UTF-8 Chinese interception function
In PHP, use the substr () function is the interception with a Chinese string, it may be garbled, because Western culture the number of bytes occupied by a single word is not the same, substr length parameter is counted according to the byte . In GB2312 encoding, a Chinese account for 2 bytes, English as a byte, and in the UTF-8 encoding of them, a Chinese may occupy two or three bytes, or half-width punctuation in English, 1 byte.
To address this problem, I found a lot of information, ultimately to find such a passage:
UTF-8 encoded characters may be from 1 to 3 bytes, the specific number can be judged by the first byte. (Theoretically may take longer, but this assumes no more than 3 bytes)

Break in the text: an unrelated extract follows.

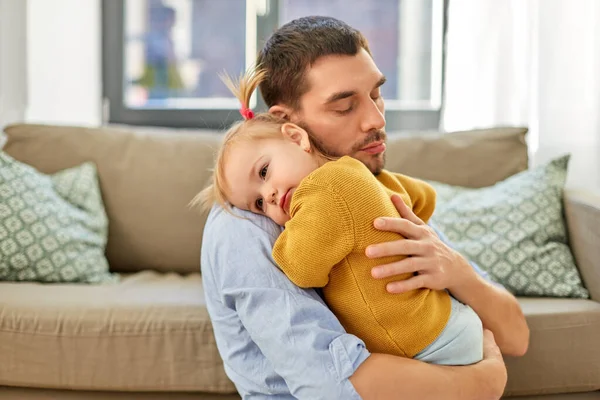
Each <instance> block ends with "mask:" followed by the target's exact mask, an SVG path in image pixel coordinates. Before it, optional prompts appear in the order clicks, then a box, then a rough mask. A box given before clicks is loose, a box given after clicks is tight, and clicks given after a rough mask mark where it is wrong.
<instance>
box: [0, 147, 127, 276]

The first byte greater than 224, it and its after along with the formation of a 2-byte UTF-8 characters
The first byte greater than 192 less than 224, it and it's one byte after the formation of a UTF-8 characters
Otherwise, the first byte is itself a Chinese character (including numbers, and a small part of the punctuation marks).
OK, know about the principle, to solve the more relaxed, and then wrote the following function is used to UTF-8 characters in interception:
PHP Code
1. / / String intercept, only UTF-8
2. Function cut_str ($ str, $ len) (
3. If (strlen ($ str) <= $ len) return $ str;
4. $ N = 0;
5. $ Tempstr ='';
6. For ($ i = 0; $ i <$ len; $ i + +) (
7. If (ord (substr ($ str, $ n, 1))> 224) (
8. $ Tempstr .= substr ($ str, $ n, 3);
9. $ N + = 3;
10. $ I + +; / / to a Chinese calculated according to the length of the two English
11.) Elseif (ord (substr ($ str, $ n, 1))> 192) (
12. $ Tempstr .= substr ($ str, $ n, 2);
13. $ N + = 2;
14. $ I + +; / / to a Chinese calculated according to the length of the two English
15.) Else (
16. $ Tempstr .= substr ($ str, $ n, 1);
17. $ N + +;
18.)
19.)
20. Return $ tempstr .'...';
21.)
PHP also has built-in function can be used for different encoded string interception, such as mb_substr (), but to open the corresponding php.ini extension.